Het krankzinnige uitgangspunt betaalt zich in het eerste half uur uit met een serie aan goed gevonden grappen over de slakkencommune, Turbos raceambities en zijn nieuwe gemuteerde lichaam. Humor die vanwege zijn speelse absurdisme voor zowel kinderen als volwassenen leuk is. Maar het lijkt alsof alle creativiteit van de makers in dat eerste gedeelte is gaan zitten, want naarmate Turbo vordert, zakt de humor weg (of is de kijker gewend geraakt aan het malle uitgangspunt) en wordt de film steeds meer een opeenstapeling van clichés.
Waar Dreamworks met de twee Kung Fu Panda-films liet zien dat komische vondsten prima gemixt kunnen worden met een avontuur, is het meeste kruit in Turbo al snel verschoten. Misschien heeft dat ook te maken met het feit dat regisseur David Soren niet te veel risico wilde nemen voor zijn eerste film en daarom veilig koos voor een voorspelbaar verloop en dito einde.

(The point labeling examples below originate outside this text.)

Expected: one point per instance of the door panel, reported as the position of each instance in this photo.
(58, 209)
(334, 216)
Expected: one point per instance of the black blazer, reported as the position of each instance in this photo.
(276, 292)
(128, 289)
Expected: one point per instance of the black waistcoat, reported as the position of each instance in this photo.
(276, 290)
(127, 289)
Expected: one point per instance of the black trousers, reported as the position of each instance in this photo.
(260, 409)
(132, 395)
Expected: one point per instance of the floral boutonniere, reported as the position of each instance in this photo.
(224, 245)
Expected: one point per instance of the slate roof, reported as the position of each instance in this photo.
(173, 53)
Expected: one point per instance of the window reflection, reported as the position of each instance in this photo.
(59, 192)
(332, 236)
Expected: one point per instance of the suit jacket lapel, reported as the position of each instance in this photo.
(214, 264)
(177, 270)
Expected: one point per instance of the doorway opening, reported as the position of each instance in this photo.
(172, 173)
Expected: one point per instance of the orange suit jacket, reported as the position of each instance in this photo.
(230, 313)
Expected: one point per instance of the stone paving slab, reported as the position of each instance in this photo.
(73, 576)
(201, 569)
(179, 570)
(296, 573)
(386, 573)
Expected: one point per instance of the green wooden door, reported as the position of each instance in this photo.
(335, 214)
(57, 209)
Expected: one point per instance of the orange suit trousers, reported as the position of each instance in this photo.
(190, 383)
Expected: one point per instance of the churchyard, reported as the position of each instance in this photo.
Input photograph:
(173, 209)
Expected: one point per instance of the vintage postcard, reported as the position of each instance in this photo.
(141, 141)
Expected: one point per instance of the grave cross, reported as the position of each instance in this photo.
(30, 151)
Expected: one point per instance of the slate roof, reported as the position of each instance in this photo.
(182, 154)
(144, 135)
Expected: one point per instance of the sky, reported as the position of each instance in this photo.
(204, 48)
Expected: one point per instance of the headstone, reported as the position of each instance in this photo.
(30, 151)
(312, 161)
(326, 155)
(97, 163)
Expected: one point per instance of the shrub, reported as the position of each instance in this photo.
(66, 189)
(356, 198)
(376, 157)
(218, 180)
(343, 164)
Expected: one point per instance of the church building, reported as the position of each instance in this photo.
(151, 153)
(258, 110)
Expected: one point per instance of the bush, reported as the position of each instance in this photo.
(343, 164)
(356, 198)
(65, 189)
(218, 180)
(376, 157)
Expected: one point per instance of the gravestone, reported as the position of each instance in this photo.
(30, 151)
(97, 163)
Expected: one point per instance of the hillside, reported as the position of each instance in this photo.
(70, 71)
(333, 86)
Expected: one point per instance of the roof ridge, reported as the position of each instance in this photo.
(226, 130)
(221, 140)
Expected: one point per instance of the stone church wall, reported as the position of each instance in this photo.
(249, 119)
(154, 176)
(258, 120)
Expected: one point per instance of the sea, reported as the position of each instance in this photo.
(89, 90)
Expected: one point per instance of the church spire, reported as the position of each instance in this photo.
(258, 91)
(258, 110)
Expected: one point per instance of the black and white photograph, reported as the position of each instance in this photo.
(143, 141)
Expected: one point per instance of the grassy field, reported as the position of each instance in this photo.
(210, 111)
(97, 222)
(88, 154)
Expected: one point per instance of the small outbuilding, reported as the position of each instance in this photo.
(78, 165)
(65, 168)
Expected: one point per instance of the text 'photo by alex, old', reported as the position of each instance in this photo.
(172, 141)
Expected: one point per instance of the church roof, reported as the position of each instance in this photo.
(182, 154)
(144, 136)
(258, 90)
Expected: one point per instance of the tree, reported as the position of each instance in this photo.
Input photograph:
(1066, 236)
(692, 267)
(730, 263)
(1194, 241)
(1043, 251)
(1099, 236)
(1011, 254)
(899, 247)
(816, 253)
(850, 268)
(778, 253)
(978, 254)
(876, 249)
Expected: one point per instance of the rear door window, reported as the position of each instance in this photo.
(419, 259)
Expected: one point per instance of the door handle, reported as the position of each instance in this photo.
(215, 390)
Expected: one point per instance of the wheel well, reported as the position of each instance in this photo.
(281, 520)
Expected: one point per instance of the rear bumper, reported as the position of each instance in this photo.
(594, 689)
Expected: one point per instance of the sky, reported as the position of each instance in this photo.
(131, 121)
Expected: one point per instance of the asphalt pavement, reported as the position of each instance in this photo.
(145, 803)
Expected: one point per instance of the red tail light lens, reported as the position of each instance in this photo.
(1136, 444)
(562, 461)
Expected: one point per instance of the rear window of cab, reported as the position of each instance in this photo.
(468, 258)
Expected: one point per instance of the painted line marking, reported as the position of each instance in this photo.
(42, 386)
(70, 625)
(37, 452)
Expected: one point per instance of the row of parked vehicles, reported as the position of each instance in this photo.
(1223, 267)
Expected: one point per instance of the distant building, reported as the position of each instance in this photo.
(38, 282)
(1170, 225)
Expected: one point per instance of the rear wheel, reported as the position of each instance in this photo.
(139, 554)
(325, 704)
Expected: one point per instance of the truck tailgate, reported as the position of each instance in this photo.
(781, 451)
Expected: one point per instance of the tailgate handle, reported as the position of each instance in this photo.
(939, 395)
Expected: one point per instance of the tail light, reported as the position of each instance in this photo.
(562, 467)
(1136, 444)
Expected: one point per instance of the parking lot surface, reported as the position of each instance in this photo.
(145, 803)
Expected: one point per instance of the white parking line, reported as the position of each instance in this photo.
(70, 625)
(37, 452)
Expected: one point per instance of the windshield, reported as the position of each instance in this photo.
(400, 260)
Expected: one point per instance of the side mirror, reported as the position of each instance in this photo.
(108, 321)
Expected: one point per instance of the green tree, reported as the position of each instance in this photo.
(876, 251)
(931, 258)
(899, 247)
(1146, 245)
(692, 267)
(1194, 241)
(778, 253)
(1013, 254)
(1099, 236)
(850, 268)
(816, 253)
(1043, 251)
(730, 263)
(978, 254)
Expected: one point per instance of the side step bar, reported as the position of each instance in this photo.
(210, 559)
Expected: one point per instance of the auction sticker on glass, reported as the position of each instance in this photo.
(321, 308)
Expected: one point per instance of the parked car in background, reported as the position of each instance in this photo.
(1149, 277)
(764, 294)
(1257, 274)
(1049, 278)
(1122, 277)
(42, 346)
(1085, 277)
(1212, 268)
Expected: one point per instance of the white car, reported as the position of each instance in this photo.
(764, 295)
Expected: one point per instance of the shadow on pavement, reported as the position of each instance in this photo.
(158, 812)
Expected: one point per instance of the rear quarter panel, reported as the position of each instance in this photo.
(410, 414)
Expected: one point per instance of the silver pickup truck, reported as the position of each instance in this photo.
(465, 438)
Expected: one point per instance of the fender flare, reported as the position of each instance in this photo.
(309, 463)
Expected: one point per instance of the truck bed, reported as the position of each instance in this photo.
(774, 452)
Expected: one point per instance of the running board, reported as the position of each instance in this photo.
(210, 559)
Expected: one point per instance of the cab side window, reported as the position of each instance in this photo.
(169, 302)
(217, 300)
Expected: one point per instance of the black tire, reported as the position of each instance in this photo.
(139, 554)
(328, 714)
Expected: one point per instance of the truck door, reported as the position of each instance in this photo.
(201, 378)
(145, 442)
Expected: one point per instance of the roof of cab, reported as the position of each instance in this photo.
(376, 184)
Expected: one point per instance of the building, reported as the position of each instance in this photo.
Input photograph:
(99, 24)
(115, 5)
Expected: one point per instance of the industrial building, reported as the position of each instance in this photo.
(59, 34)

Er had dus meer in gezeten. Voor een film die zo gesmeerd op gang komt, stelt het vervolg enigszins teleur. Ook de ontroerende boodschap die Ratatouille wel had, blijft uit. Uiteindelijk komt het geheel over als een sterk gevonden uitgangspunt met een middelmatige uitwerking, maar gelukkig houdt Soren er genoeg vaart in om daar overheen te kunnen kijken.